The Jerk Circle
Where no man is more valuable than any other because we're all equally worthless
The ScrubSports staff members (with the exception of Murphy The Goat, who was too busy being honored in a pagan ceremony in Martinsville, IN to spend time with his boys) recently sat down together at a local watering hole to tip back barley sodas and ruminate on the goings-on in the world around them.  After many long hours and a couple games of “I Never,” they finally got down to doing some actual work.  So, without further ado, we give you the innagural installment of The Jerk Circle.
The MLB Playoffs are now into the 2nd round.  Thoughts?
CS: I think the NL side of things is very much like a really old, frail person who whose bodily functions are no longer voluntary:  they’re sad and pathetic and you know they’re going to die soon.

GS: The ALCS is like those re-runs of the original “Saved by the Bell” on TBS: awesome characters, great drama, an absolute must-see.
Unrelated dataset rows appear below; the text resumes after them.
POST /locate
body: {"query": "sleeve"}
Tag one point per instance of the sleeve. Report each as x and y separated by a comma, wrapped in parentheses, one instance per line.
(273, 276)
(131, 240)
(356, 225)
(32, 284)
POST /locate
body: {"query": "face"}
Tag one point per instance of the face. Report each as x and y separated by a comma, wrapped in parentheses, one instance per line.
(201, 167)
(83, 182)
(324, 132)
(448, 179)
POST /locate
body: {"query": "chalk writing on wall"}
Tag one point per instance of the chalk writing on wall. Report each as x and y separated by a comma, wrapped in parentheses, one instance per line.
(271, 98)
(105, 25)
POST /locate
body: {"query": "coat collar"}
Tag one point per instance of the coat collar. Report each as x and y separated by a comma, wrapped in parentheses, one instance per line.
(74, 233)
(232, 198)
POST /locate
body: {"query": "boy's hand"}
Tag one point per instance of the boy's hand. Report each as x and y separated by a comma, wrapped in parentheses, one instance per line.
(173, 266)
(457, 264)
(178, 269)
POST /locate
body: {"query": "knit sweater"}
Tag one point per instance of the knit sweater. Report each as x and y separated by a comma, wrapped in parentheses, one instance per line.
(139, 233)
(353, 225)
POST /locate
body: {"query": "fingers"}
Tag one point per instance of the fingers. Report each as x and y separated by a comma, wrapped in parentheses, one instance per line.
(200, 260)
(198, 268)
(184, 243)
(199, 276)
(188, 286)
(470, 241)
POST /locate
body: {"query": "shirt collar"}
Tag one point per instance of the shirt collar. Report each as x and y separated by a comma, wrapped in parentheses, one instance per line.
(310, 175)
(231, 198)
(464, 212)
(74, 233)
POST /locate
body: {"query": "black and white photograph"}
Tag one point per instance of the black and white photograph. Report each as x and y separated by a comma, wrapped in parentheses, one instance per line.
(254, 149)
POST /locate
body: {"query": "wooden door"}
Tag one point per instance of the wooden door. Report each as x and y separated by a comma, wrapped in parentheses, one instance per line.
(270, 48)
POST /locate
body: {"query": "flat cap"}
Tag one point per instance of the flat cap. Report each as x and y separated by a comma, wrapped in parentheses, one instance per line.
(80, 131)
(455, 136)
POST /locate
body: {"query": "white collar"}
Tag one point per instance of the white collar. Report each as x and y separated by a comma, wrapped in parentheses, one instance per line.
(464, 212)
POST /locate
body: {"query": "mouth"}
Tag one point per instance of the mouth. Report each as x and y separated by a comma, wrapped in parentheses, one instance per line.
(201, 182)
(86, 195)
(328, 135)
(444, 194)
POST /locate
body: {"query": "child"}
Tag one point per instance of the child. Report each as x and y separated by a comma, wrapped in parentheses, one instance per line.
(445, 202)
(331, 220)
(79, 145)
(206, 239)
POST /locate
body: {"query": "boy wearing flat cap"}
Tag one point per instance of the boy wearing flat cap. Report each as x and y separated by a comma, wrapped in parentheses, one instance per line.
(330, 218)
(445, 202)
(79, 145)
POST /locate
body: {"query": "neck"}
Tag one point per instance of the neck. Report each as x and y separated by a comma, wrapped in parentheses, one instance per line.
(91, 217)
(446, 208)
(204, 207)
The NLCS is more like “Saved by the Bell: The New Class,” where I just keep asking myself the same question: “Who the hell are these guys?”

JWR: The season is still going on? As a Reds fan we have a tradition of not watching past the first month of the season.

BL: I guess it will get interesting if the Indians win it, since they haven’t had this much talent since the days of Jake Taylor, Eddie Harris, Roger Dorn, and the young fireballer wild thing Rik Vaughn.  Is Kenny Lofton really Willie Mays Hays using an alias?  Oh yeah, I also have seemed to have forgotten to watch the NLCS since it is between 2 teams that did not even exist when I was still playing the game.
Bigger threat to society: heart disease or Mike Vick?

CS: Is this human society or canine society?  I think heart disease has gotten a really bad rap over the years.  I mean, I don’t care if it kills a lot of people: clogging arteries is a part of its culture.  Besides, the troll in Frank Beamer’s neck is a far bigger threat than either of these two.

GS: Definitely heart disease.  Why would anyone want to die a swift and silent death when they could be hanged, electrocuted, drowned, or repeatedly slammed onto a slab of concrete until their skull collapses? This country has really gone soft.

JWR: I'm gonna say Vick. At least there are ways to combat heart disease and we all know that Vick has Jesus Christ on his side. Or so he said in his post-dogfight press conference.

BL: Probably heart disease, have you been to a WalMart in Indiana lately?  If so you can tell that health (or appearance) is not the concern for many.  Vick is locked down now and will have a hard time hurting anyone with Pedro Gomez following him around on a leash.
You are the casting director for the film adaptation of Rick Ankiel’s life story.  Who plays the lead?  Who plays LaRussa?

CS: This is a no-brainer: Dominic Purcell (aka: Lincoln Burroughs from Prison Break) plays Ankiel.  Purcell has got a huge grape, and by the time the movie comes out, the HGH will have turned Ankiel’s head into a pumpkin.  LaRussa is played by Nick Nolte, who is familiar with portraying a coach on the silver screen and also with DUIs.

GS: Ankiel is played by Corey Haim: both started out with promising careers, hit rock-bottom a few years later, and are now trying unsuccessfully to make comebacks. LaRussa is played by….LaRussa.  Who better to portray the delicate genius/boozehound than the man himself?

JWR: I figure that you have to have two Ankiels in this movie. The first would of course be Matt LeBlanc and post HGH would be Sean Astin. LaRussa would be played by Robert De Niro.

BL: Gotta be Freddy Prinze Jr, getting that fabled call up from the Cape League as a young lefthanded gunslinger, then having to switch to being a hitter.  LaRussa could be played by Jon Voight, with Victor Conte lurking in the shadows as an assistant….
Who has/had the best nickname in sports?

CS: He Hate Me; it’s funny ‘cause it’s true.

GS: Gary “The Rat” Gaetti.  Okay so maybe we made that up, but it sure does fit him well. 

JWR: I'm reaching a bit here but it's an old wrestler who passed away recently. Mike Awesome, while in WCW, was known as "The Fat Chick Thriller."

BL: Tie between "The American Dream” Dusty Rhodes (was that the dream, to be him?) and Neon Deion Prime Time Sanders, all summed up in one…or 3 words.
If your life had a sideline reporter, which sideline reporter, past or present, would you choose?

CS: Eric Dickerson.  His ineptitude would make even my mediocrity appear glorious by comparison.

GS: Without question, Jack Arute.  Heehee.  I just said Jack Arute.

JWR: I'm torn here but will go with.......Erin Andrews, cause that chick is hot.

BL: OJ Simpson and Joe Namath, both hanging out, drinking, and hugging.  Pre-1994 of course.  Hopefully Namath would know to stay away from Nicole.